Prove/Disprove (here $ f $ is Riemann Integrable on $ [0,\infty) $ ):
If a function $ f $ is continuously differentiable and $ \int_0^{\infty} f(x)dx$ converges then $ f $ is bounded.
I'm not sure but I think the theorem is correct ,however, I have a difficulty trying to prove it. I thought maybe to use Lagrange's Intermediate value theorem ( but I don't know where that'd lead me ) or even using the fundamental theorem of calculus by looking at $ F(x) = \int_0^{x} f(t)dt $ and knowing that $ \lim_{ x \to \infty} F(x) = \int_0^{x} f(t)dt $ exists then I'd somehow have to proceed, maybe by assuming that $ f $ is not bounded and then find a contradiction.
Best Answer
The claim is not true. You can define a function whose graph consists of ever higher triangular spikes with ever narrower bases.

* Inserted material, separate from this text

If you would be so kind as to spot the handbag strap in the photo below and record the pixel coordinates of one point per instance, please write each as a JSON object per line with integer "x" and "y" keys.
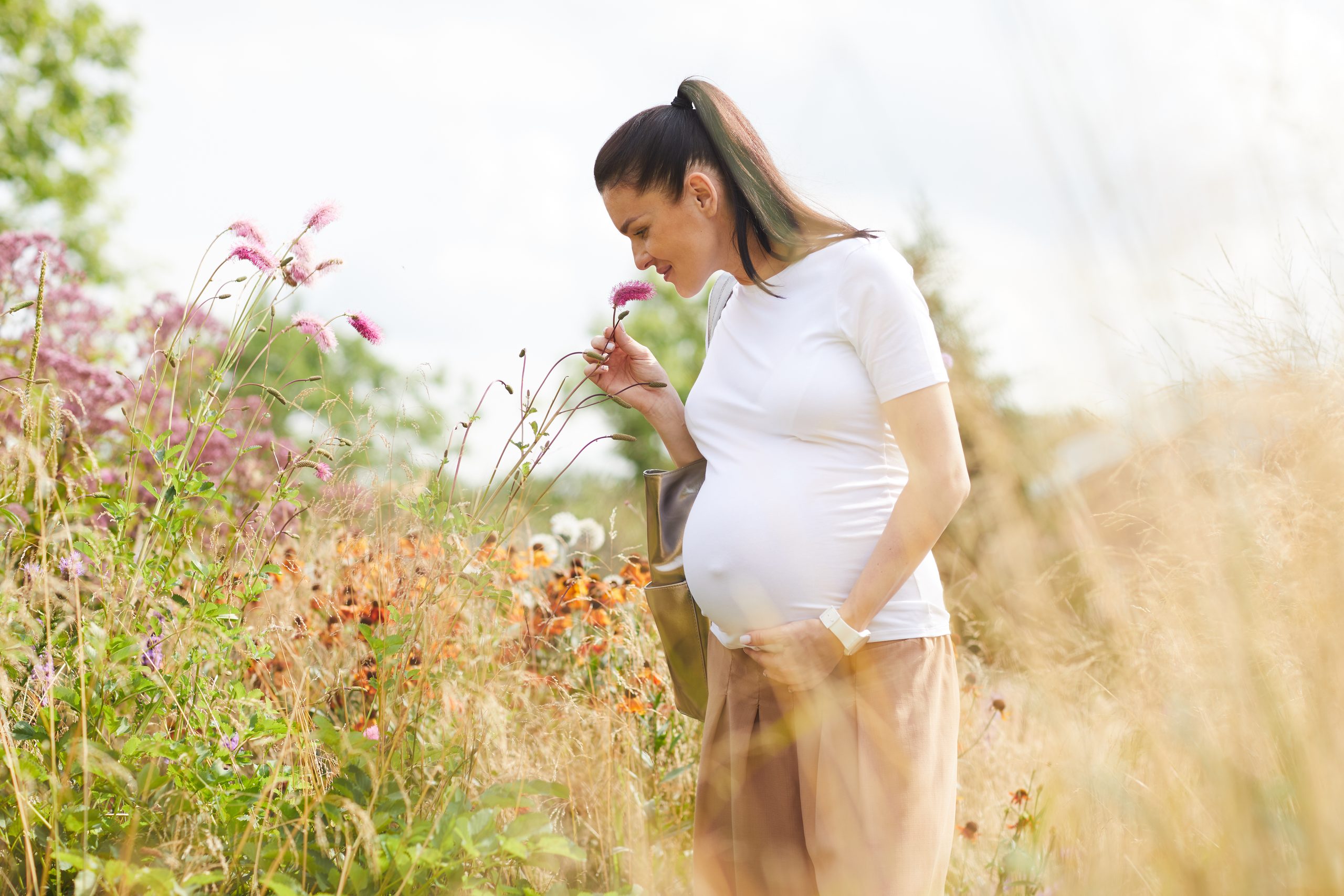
{"x": 719, "y": 296}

For example, define $f$ in such a way that for each positive integer $m\geq 2$, the graph of $f$ looks like an isosceles triangle of height $m$ on the interval $[m-m^{-3},m+m^{-3}]$. Otherwise, $f$ is defined to be $0$. Then, $$\int_{m-\frac{1}{m^3}}^{m+\frac{1}{m^3}}f(x)\,\mathrm dx =\frac{1}{2}\times\underbrace{\frac{2}{m^3}}_{\text{base}}\times \underbrace{m\vphantom{\frac{2}{m^3}}}_{\text{height}}=\frac{1}{m^2}.$$ Clearly, $f$ is unbounded, but $$\int_{0}^{\infty}f(x)\,\mathrm dx=\sum_{m=2}^{\infty}\frac{1}{m^2}=\frac{\pi^2}{6}-1<\infty.$$ If you insist that $f$ be continuously differentiable, you can smooth out the spikes a little bit at the top and at the bottom without qualitatively changing the conclusion.